In under four seconds he was celebrating the world record for kayak free-falls.
As Bradt plummeted he reached speeds of 100 mph over Palouse Falls in eastern Washington.
Disappearing under the water at the base of the torrent, he emerged six seconds later, still in his fibre glass kayak, with a broken paddle and a sprained wrist.
The previous record was set only weeks before, by Pedro Olivia, who plunged 127 feet over the Salto Bello falls in Brazil.
Bradt said “There was a stillness, followed by an acceleration, speed and impact unlike anything I’ve ever felt before. I wasn’t sure if I was hurt or not. My body was just in shock”.
He had prepared for the world record by dropping over 80 foot waterfalls in Oregon. His previous best record was 107 feet down Alexandra Falls, in Canada’s Northwest Territories.
Bradt had visited Palouse Falls on numerous occasions, so as to ascertain if it was humanly possible to survive the descent. “There’s a smooth green tongue of water that carries about a third of the way down the falls.
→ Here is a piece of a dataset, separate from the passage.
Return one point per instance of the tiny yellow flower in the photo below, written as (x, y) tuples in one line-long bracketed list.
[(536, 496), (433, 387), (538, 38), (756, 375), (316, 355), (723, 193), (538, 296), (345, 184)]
That was my route.”
A resuce team waited for Bradt at the base of the falls.
Bradt said he wanted to attempt the plunge over the falls, not to set a world record, but to show what humans are capable of achieving.”I wanted to do it because I guess I can. It was a calculated risk, no doubt dangerous, but also one of the most amazing days of my life.”
As a final piece of advice Bradt said, “The only limits that exist are the ones you create, no matter what you are doing.”
A little over a decade ago, a 50 or 60 foot waterfall was thought to be the biggest drop a kayaker could survive.
Bradt is currently searching out waterfalls in Norway and Iceland. So far no one has died kayaking massive waterfalls, though deaths have and near-drownings have been recorded on smaller falls. The most common injury for extreme kayakers, is a broken nose.